Don’t be scared of trying to prove ROI
It’s not just about mapping your efforts to problems that the leadership cares about, but also having ways to prove that your ways of working are worth investing in. This is something that many product people shy away from and, in many cases, struggle to articulate.
It’s especially problematic for internal-facing products, or anything stuck behind a sales team that will often take full credit for product revenue (the only One Metric That Matters for most companies).
That said, product teams are expensive! Product teams should make an impact! If you can’t at least give a qualitative description of how good product practices will benefit the company, what do you expect a business leader to say in return?
Find trusted, cross-functional allies
In many companies, it feels like the product management team is well down the pecking order. In some companies, it feels like their opinion isn’t respected at all. In cases like these, it’s important to find allies within the organisation to bolster your own advocacy.

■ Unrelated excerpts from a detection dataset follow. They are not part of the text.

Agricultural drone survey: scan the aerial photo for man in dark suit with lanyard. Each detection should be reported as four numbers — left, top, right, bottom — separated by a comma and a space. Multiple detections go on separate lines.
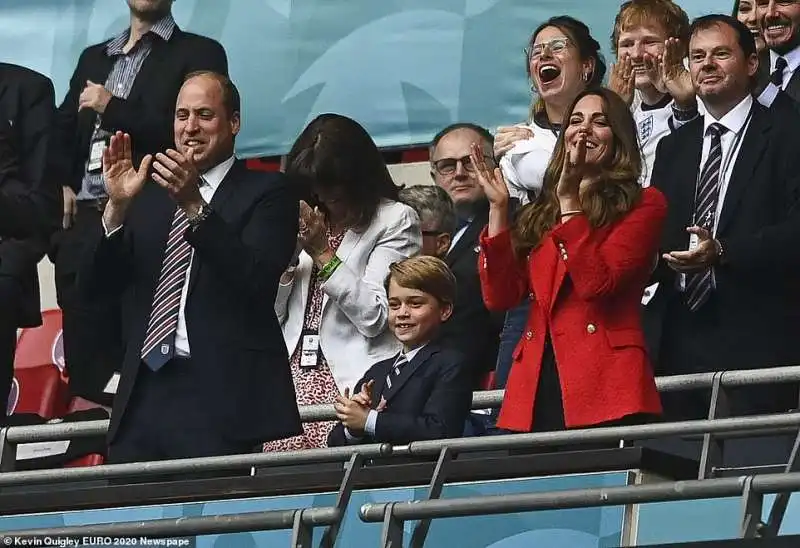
0, 63, 61, 422
79, 72, 302, 462
648, 15, 800, 419
430, 123, 503, 389
54, 0, 228, 412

In most product companies, there will be people from other teams, like Sales, Marketing or Customer Success, who have worked in other, better-functioning organisations. These people can be valuable allies to help you make your case to a sceptical leadership team who are tired of hearing all this “book talk”.
It doesn’t mean you’re guaranteed to get your way, but don’t underestimate the power of a united front in selling the message.

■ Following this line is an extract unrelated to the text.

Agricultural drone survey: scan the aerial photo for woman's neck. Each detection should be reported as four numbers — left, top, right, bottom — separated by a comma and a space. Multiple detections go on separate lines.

Be prepared to lose the battle to win the war
Rome was famously not built in a day. I’m sure that if you wrote down all the ways your company could be “better at product”, there’s a big list of improvements you want to make.
It’s tempting to try to think that you have to stand your ground on all of these at the same time, because that’s what the books say, and how can you possibly be a “proper” product team if you don’t do all these things?
But change is a process, and you don’t have to fix everything at once. Sometimes you have to be prepared to give up ground in one area to ensure that you don’t burn all your credibility in one go. You still want to get invited to meetings and be seen as a trusted partner, rather than an inflexible fundamentalist.
This doesn’t mean you have to give up; simply be savvy and choose the right time to go all-in.
Bonus Tip: Get External Help
Now, of course, this is the sort of thing a consultant like me would say (and I’d be delighted to chat!). That said, getting an external perspective from a qualified someone with a wider perspective, whoever it may be, is an excellent way to build support for change.
This can be a consultant who conducts an assessment of your organisation’s strengths and weaknesses, or a coach who can help you make a case and deliver the right kinds of changes. Even if they end up saying the same things that you were already saying, take the win. The most important thing, after all, is that the changes happen.
Now, to be clear, there are companies out there willing to change, and there are companies out there that will resist all changes tooth and nail. And, actually implementing changes can be fraught with difficulties (I talked about ways to approach this in this article recently).
Not all companies will want to work the way you want to work. An important consideration is whether there is any appetite to change at all, and whether any of the things you can’t change are showstoppers for you and are preventing you from doing the job you want to do.
Does this post resonate with you? Do you disagree? What have you tried in the past? Feel free to hit me up in the comments!
I have sometimes wondered if one reason for the suspicion and resistance (and as a PM I’ve certainly encountered both) is that it might strike sales, customer success, marketing etc as very convenient that the people espousing “product thinking” or “product focus” or “product operations” happen to be the same people with “product” in their job title. It can all seem a little self-serving and might even come across as a power grab, so finding cross-functional allies is the stand-out advice for me here.